Pauline Knight was a 21-year-old college junior when the chance to help change history beckoned.
“I never understood what ‘called’ meant, but I felt I had to do something,” Knight said in a recent interview from her home in Georgia. “I didn’t ask to go. I simply said ‘I am a Freedom Rider today.’ It was bigger than me.”
Knight was reflecting on the historic Freedom Rides of 1961, a series of ‘test’ rides she and hundreds of college students took on Greyhound and Trailways buses across the South. They were trying to force an end to racial segregation in interstate transportation on buses and trains and in their passenger stations.
For her part, Knight rode the Greyhound from Nashville to Montgomery, Ala., and Montgomery to Jackson, Miss., where, upon her arrival, she was arrested and jailed with other students, some who came before her and some who came afterward.
During her 42 days in jail, Knight received notice from her school – Tennessee A&I State College – that she and 13 other Tennessee State ‘Freedom Riders’ were being expelled for “misconduct.”
They sued the school and won re-admittance. Separately, the government eventually issued an order barring the segregation the students protested. The students had won a victory for justice in their country but lost their school’s confidence and support in the process.
This month, Tennessee State will seek to “right a grievous wrong,” as it calls its actions 47 years ago. It will award honorary Doctorate of Humane Letters degrees to Knight, now Pauline Ofosu, and the 13 other Tennessee State Freedom Riders, four of them now deceased.
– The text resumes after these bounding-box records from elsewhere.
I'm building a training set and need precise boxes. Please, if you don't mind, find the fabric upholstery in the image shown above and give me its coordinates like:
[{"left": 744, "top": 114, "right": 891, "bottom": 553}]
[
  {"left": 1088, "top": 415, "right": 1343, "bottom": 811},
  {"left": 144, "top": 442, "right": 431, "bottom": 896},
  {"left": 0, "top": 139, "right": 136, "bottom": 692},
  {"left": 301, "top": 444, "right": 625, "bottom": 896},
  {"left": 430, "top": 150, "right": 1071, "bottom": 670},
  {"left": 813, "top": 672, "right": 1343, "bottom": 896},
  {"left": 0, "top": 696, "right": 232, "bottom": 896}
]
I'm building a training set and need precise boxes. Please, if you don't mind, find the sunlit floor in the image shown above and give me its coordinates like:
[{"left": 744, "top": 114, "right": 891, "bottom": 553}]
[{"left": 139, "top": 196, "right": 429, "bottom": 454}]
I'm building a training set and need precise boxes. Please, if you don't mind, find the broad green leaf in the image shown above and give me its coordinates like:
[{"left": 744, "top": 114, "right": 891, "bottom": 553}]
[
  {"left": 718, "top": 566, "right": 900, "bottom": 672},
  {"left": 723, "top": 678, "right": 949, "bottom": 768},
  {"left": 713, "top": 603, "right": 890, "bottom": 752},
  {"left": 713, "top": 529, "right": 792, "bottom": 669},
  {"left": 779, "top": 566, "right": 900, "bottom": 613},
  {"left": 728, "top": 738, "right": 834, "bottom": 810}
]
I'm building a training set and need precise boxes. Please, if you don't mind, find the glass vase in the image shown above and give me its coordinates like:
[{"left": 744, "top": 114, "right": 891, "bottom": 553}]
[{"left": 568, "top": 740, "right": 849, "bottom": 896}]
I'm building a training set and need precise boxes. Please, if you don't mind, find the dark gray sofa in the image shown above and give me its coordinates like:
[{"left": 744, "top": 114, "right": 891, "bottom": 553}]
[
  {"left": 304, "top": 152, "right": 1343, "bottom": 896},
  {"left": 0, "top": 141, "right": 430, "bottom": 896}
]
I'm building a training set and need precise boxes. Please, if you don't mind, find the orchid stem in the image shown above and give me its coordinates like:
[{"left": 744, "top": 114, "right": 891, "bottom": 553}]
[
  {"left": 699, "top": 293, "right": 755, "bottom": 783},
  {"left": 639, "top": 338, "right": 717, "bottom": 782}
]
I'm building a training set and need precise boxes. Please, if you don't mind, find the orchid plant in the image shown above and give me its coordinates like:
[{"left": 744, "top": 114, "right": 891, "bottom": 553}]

State and local officials and a Greyhound representative are expected to participate, with the noted civil rights veteran, Rev. C.T. Vivian offering the keynote speech.
Awarding of the honorary degrees is one of a series of events spread over three days, Sept. 18-20, aimed at making amends to the TSU Freedom Riders, most of whom eventually graduated and have not seen each other together since the early 1960s.
The degrees will be awarded at convocation Sept. 18. A Freedom Riders Historical Perspective symposium, to which all high school students in the city of Nashville have been invited, is set for the next day. A half-time tribute, featuring TSU’s highly acclaimed Aristocrat of Bands, is planned during Saturday’s football game against Eastern Kentucky.
TSU officials said they plan to use the events “as a starting point” for an ongoing effort to “remind this generation of students of a time when young people were willing to risk reputation, careers, their freedom and their lives for a high cause.”
“It’s been a long time for some of us,” Knight, a retired medical technologist, said of the upcoming honor.
Other student Freedom Riders being awarded degrees include: Catherine Burks Brooks, Allen Cason Jr., William E. Harbour, Larry F. Hunter, Frederick Leonard, Lester McKinnie, now Baba El Senzengakulu Zulu, Pauline Knight Ofoso, Ernest Patton, Etta Simpson Ray, Mary Jane Smith, and, posthumously, Charles Butler, William Mitchell, Frances Wilson and Clarence M. Wright.